In the video that has so far garnered almost 55,000 views, Fraser-Pryce revealed that when she joined MVP Track Club, she was still not certain that a career in track and field is what she wanted to pursue.
Even when she was selected to be a member of the Jamaican team, she was still uncertain that this was her path in life.
“I only wanted to go, to go. I was so nervous. I was unsure of who I was at the time…still wasn’t sure what I wanted to do,” she said.
“If anybody had asked me at the time what I wanted to do, I wouldn’t say an athlete. It was just there; an opportunity.”

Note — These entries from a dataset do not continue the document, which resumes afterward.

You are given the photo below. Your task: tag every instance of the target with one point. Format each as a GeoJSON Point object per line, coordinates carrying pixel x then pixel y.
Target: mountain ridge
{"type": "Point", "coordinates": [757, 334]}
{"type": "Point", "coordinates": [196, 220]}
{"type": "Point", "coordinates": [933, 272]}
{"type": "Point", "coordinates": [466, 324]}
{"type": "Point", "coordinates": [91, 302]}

Her indecision about what path she wanted to follow manifested in how she trained during those early days.
“I got to training late most days, didn’t go to the gym because me did believe me was a go get tough. I went to practise and never completed the workouts. That changed when I went to the World Championships,” she said.

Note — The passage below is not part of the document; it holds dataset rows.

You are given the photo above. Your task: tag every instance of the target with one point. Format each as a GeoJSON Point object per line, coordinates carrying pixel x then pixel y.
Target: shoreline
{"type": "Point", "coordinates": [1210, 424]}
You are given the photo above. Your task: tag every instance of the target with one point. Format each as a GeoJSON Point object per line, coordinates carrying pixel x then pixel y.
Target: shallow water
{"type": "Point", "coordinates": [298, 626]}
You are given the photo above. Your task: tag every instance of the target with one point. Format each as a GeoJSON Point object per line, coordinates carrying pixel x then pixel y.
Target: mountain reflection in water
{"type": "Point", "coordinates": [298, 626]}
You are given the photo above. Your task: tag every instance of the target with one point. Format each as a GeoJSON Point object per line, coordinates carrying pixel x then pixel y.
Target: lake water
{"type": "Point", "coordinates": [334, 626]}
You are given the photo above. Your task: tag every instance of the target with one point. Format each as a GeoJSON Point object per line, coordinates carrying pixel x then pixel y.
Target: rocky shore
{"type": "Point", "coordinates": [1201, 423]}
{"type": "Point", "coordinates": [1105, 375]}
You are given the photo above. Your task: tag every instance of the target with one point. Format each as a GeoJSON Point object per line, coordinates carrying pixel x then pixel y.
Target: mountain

However, before the change occurred, Osaka proved to be quite difficult for the then 19-year-old upstart from Wolmer’s Girls. In Japan, she was a member of Jamaica’s 4x100m relay team that won the silver medal that year.
However, when she was told that she was running she said she cried because she didn’t want to run. The occasion also unsettled her.
“Separate and apart from that you’re thinking that this is a big thing and I didn’t want to mess it up,” she said.
History will recall that she did not mess things up. Instead, a new reality dawned on her.
“I think what it did for me was that I saw something different. It is almost as if my eyes opened up to a reality that ‘them people ya wuk hard, you nuh’. You see the grit, the glory, you see defeat, you see so many different things, emotions, people crying when they crossed the line.”
It wasn’t all bad though. There were great benefits to being a member of a medal-winning team.
She remembers sitting in the stands cheering teammate Veronica Campbell chasing down the USA’s Tori Edwards but just coming up short at the line. The USA won gold in 41.98 while Jamaica was a mere 0.03s behind in 42.01. Belgium was third.
She happy for what was her first medal but also because “Me inna di money,” she said laughing.
As a member of the relay squad, Fraser-Pryce collected her share of US$40,000.